Abstract Evidence suggests that neurogenesis occurs in the adult mammalian brain, and that various stimuli, for example, ischemia/hypoxia, enhance the generation of neural progenitor cells in the subventricular zone (SVZ) and their migration into the olfactory bulb. In a mouse stroke model, focal ischemia results in activation of neural progenitor cells followed by their migration into the ischemic lesion. The present study assessed the in vivo effects of cilostazol, a type 3 phosphodiesterase inhibitor known to activate the cAMP-responsive element binding protein (CREB) signaling, on neurogenesis in the ipsilateral SVZ and peri-infarct area in a mouse model of transient middle cerebral artery occlusion. Mice were divided into sham operated ( n =12), vehicle- ( n =18) and cilostazol-treated ( n =18) groups. Sections stained for 5-bromodeoxyuridine (BrdU) and several neuronal and a glial markers were analyzed at post-ischemia days 1, 3 and 7. Cilostazol reduced brain ischemic volume ( P <0.05) and induced earlier recovery of neurologic deficit ( P <0.05).
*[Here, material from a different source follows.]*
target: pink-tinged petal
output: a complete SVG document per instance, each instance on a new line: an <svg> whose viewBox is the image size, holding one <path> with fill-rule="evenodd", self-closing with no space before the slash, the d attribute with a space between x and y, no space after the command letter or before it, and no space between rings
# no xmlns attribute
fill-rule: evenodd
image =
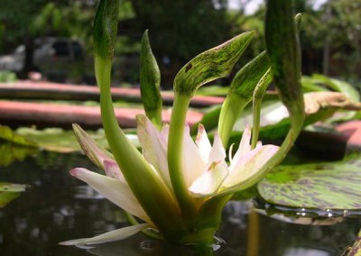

Cilostazol significantly increased the density of BrdU-positive newly-formed cells in the SVZ compared with the vehicle group without ischemia. Increased density of doublecortin (DCX)-positive and BrdU/DCX-double positive neural progenitor cells was noted in the ipsilateral SVZ and peri-infarct area at 3 and 7 days after focal ischemia compared with the vehicle group ( P <0.05). Cilostazol increased DCX-positive phosphorylated CREB (pCREB)-expressing neural progenitor cells, and increased brain derived neurotrophic factor (BDNF)-expressing astrocytes in the ipsilateral SVZ and peri-infarct area. The results indicated that cilostazol enhanced neural progenitor cell generation in both ipsilateral SVZ and peri-infarct area through CREB-mediated signaling pathway after focal ischemia.